Cajkovskij, Stravinskij, Scrjabin eseguiti all’Auditorium dal direttore Stanislav Kochanovsky e dalla violinista Solenne Païdassi
La Russia ha tante anime, anche musicali, sempre oscillanti tra aperture all’“esotico” mondo occidentale e ripiegamenti profondi in vertiginose estasi mistiche. Nel concerto de laVerdi di venerdì scorso (replicato domenica) abbiamo potuto ascoltare tre di queste anime, contraddittorie e, proprio per questo, affascinanti come solo le grandi anime possono essere.
Guidata dal direttore Stanislav Kochanovsky, l’Orchestra Sinfonica di Milano ha eseguito la Terza Sinfonia di Cajkovskij, il Poema dell’estasi di Scriabin e il Concerto per violino di Stravinskij (solista la violinista francese Solenne Païdassi).

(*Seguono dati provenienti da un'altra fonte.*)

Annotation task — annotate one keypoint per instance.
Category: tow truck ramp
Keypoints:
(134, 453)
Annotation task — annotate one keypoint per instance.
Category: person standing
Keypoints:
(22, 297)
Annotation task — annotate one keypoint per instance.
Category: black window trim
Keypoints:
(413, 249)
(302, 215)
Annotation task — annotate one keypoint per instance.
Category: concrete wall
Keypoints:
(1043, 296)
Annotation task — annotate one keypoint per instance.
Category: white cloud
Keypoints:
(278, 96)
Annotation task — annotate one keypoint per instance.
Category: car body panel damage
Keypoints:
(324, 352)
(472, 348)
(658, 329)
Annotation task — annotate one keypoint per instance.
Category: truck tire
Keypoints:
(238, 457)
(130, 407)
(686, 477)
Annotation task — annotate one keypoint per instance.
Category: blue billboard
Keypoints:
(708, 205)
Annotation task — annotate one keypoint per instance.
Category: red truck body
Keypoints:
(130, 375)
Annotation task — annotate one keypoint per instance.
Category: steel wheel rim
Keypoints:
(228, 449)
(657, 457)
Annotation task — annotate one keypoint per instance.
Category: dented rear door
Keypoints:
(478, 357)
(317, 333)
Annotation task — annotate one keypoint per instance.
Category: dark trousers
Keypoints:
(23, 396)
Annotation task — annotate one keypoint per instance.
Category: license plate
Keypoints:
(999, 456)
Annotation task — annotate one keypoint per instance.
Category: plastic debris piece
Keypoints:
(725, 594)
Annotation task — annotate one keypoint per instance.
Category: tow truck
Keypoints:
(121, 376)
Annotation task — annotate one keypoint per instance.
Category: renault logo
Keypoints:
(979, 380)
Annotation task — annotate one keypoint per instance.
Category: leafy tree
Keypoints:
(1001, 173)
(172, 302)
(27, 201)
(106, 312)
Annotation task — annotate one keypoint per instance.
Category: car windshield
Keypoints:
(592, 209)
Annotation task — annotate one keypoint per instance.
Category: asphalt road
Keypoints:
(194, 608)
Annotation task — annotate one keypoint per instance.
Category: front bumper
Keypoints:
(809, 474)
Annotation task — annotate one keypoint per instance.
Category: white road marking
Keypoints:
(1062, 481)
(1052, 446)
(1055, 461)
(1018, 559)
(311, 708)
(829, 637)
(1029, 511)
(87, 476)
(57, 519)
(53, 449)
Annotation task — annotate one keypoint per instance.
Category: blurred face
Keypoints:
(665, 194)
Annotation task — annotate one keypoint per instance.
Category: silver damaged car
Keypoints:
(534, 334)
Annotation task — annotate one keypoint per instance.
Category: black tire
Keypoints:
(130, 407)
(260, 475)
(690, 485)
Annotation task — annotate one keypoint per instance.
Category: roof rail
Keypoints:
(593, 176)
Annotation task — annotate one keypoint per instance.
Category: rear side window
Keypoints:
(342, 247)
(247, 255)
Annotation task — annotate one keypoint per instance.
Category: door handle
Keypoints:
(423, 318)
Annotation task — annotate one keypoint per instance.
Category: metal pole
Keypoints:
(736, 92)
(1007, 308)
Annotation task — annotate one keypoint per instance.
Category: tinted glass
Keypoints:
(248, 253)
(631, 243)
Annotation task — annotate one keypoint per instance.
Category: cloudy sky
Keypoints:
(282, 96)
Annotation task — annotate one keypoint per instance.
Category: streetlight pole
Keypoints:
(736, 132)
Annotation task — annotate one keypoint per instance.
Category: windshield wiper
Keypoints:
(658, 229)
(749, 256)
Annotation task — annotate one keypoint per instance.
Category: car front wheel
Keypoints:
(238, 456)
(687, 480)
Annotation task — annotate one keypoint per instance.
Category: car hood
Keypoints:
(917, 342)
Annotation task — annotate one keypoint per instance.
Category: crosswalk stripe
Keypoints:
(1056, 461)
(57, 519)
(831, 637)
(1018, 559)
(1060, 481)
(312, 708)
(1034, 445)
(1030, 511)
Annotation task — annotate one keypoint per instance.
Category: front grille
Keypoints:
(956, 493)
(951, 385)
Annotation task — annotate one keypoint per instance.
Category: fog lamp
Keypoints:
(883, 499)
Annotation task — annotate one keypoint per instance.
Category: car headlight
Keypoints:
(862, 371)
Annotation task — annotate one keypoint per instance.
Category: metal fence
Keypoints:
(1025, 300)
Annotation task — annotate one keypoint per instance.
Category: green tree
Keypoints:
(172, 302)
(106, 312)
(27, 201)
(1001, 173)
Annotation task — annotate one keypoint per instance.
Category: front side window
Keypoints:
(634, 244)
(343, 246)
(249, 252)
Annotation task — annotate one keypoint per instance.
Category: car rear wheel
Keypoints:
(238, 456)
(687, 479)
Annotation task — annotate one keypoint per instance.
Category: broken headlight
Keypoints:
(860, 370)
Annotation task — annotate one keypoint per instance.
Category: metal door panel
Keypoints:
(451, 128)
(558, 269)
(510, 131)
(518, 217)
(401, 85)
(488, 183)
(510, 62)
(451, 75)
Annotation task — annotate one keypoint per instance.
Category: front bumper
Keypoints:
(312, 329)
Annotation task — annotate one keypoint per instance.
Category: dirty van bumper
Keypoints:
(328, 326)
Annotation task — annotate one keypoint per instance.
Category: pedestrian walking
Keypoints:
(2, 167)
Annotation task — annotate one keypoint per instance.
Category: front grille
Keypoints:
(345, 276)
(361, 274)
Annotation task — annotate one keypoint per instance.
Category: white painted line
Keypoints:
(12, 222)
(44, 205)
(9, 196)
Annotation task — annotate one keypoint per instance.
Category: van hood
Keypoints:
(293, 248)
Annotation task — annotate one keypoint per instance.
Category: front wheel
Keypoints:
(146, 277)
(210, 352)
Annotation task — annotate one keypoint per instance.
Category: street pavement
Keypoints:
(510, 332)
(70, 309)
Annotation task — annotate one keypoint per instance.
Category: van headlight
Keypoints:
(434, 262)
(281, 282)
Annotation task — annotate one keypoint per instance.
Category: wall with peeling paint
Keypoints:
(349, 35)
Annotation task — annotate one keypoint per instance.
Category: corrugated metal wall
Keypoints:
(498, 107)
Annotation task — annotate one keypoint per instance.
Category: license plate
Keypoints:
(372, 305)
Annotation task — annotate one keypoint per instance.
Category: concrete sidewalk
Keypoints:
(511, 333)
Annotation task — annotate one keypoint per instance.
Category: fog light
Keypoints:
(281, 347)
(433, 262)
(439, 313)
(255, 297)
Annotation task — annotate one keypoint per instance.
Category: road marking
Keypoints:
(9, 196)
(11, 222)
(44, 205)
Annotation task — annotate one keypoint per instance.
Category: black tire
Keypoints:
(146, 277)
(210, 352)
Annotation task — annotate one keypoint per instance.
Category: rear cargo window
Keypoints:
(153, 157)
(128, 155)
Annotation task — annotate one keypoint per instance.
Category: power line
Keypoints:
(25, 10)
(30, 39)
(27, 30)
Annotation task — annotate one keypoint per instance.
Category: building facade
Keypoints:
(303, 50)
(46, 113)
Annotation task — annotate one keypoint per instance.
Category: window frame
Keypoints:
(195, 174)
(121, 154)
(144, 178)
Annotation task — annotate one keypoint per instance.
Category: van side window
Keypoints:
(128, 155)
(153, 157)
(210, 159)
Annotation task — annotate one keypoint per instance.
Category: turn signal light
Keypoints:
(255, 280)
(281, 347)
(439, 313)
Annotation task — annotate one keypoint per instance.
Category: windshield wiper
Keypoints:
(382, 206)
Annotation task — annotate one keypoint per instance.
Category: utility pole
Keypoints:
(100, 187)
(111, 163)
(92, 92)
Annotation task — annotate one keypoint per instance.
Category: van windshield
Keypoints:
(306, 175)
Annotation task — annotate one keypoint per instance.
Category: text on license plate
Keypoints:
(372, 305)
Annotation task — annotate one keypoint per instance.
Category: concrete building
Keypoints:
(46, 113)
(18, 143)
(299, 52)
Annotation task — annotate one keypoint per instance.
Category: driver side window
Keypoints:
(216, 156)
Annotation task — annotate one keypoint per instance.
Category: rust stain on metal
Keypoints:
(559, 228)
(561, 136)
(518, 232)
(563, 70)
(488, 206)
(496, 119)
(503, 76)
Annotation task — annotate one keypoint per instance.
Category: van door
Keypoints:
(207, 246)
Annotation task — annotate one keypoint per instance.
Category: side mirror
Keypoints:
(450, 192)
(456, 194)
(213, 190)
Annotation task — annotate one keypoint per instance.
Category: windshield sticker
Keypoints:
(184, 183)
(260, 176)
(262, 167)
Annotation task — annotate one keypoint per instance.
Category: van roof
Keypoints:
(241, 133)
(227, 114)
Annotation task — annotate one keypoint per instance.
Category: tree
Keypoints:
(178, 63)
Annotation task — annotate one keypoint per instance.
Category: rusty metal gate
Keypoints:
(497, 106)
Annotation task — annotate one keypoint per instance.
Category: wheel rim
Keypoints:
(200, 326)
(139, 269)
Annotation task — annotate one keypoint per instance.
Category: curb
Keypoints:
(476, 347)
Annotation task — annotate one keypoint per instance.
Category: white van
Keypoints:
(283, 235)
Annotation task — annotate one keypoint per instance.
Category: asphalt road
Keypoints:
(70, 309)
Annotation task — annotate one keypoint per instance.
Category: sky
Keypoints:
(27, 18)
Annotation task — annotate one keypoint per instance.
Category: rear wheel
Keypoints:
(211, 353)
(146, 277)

Come al solito in questi mesi, il concerto si è aperto con una delle ventiquattro Expo Variations composte da Nicola Campogrande appositamente per laVerdi; questa volta è stato il turno della Germania, omaggiata con una pagina sinfonica basata sull’inno nazionale tedesco (la cui musica si deve a Haydn): un turbinio sfavillante di note, gioco sonoro che ben si adatta a quel gigantesco luna-park che in fondo è l’Expo.
Dopo questo preludio, la prima parte del concerto è stata interamente occupata dalla Terza Sinfonia di Cajkovskij, nota con l’appellativo di “Polacca” per via dell’ultimo movimento, basato sul ritmo dell’omonima danza. Si tratta di un brano poco noto, un po’ la cenerentola delle sinfonie cajkovskiane, interessante in alcuni momenti (l’imponente coralità di certi passaggi del primo e ultimo movimento e, viceversa, la frammentazione timbrica di altri passaggi più intimi, come nell’Andante elegiaco), ma nel complesso non pienamente compiuto.

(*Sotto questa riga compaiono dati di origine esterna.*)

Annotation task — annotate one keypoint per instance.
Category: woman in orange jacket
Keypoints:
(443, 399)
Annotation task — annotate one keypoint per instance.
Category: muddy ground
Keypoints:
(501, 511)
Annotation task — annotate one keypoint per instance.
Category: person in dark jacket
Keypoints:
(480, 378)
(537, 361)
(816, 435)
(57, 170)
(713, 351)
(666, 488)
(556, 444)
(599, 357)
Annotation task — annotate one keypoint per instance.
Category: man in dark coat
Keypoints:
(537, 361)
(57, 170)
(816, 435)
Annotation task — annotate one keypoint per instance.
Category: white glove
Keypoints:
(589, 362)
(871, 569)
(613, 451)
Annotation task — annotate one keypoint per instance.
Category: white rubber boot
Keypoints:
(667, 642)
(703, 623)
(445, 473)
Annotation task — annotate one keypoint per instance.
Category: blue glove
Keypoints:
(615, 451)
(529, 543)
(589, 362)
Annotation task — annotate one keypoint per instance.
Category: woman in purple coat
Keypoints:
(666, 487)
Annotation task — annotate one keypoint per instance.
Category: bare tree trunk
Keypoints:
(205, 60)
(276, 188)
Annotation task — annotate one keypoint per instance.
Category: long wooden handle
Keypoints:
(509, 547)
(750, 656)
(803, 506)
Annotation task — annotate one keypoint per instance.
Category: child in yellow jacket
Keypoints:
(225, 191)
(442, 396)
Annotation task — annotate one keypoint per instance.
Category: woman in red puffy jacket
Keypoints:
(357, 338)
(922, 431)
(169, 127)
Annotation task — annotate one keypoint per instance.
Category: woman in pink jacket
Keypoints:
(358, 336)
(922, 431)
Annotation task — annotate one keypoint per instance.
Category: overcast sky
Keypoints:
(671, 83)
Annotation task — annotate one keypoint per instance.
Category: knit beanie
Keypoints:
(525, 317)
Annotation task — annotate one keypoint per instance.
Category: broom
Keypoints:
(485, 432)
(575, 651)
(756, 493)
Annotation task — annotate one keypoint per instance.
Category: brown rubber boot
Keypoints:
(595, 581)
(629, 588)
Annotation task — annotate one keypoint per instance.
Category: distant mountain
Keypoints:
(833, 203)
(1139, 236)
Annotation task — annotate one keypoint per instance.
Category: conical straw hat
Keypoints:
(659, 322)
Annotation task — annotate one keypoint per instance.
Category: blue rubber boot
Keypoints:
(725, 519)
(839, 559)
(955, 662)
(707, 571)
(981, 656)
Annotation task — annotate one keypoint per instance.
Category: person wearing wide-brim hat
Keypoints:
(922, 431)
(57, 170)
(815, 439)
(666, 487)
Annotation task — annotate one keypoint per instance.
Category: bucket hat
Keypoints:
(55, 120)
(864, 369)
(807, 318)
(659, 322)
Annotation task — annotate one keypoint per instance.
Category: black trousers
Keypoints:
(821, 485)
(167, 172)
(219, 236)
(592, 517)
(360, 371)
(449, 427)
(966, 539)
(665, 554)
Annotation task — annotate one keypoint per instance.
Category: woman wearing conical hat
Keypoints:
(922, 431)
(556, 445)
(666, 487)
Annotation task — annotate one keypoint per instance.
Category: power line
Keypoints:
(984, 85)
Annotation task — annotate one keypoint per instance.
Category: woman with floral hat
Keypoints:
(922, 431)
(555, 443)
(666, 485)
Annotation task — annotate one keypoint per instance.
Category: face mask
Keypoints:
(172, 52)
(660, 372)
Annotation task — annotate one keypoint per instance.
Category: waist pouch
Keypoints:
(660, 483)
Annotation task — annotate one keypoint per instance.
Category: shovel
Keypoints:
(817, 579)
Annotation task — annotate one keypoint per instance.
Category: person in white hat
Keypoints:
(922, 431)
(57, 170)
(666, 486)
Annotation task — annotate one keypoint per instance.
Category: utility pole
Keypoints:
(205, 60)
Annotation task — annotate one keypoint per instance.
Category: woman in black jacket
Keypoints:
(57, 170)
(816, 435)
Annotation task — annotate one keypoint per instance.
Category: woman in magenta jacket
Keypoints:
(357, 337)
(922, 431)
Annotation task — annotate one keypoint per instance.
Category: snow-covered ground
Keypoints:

Di altra levatura è il Concerto per violino di Stravinskij, con il quale si è aperta la seconda parte del programma. Scritto nel 1931, si suddivide in quattro tempi che, pur riecheggiando strutture barocche, alternano aspre sonorità tipicamente novecentesca a momenti di intensa cantabilità. Una partitura complessa, dunque, che la solista Solenne Païdassi affronta con naturalezza e sicurezza, esaltando di volta in volta il gesto virtuosistico o quello lirico (bellissima l’Aria II, forse il momento più intenso dell’intera serata); da segnalare, inoltre, l’aspetto concertante della composizione, messo efficacemente in luce da direttore, solista e orchestra.
In tutt’altro clima ci trasporta la composizione finale: la Quarta Sinfonia di Scrjabin, ovvero Il poema dell’estasi. Sebbene nata da riflessioni mistico-filosofiche (come quasi tutte le più importanti opere di Scrjabin), il percorso che aveva in mente il compositore non è decisivo per la fruizione del brano: qualcosa di misterioso e immenso emerge da solo nel magma incandescente di suoni che per venti minuti inonda l’ascoltatore tra continue onde di suoni, grazie anche all’accurata direzione di Kochanovsky, perfettamente a suo agio in questo repertorio, e all’orchestra (menzione per i fiati, sia qui che in Stravinskij) che lo segue con altrettanta accuratezza, regalando al pubblico la giusta estasi conclusiva.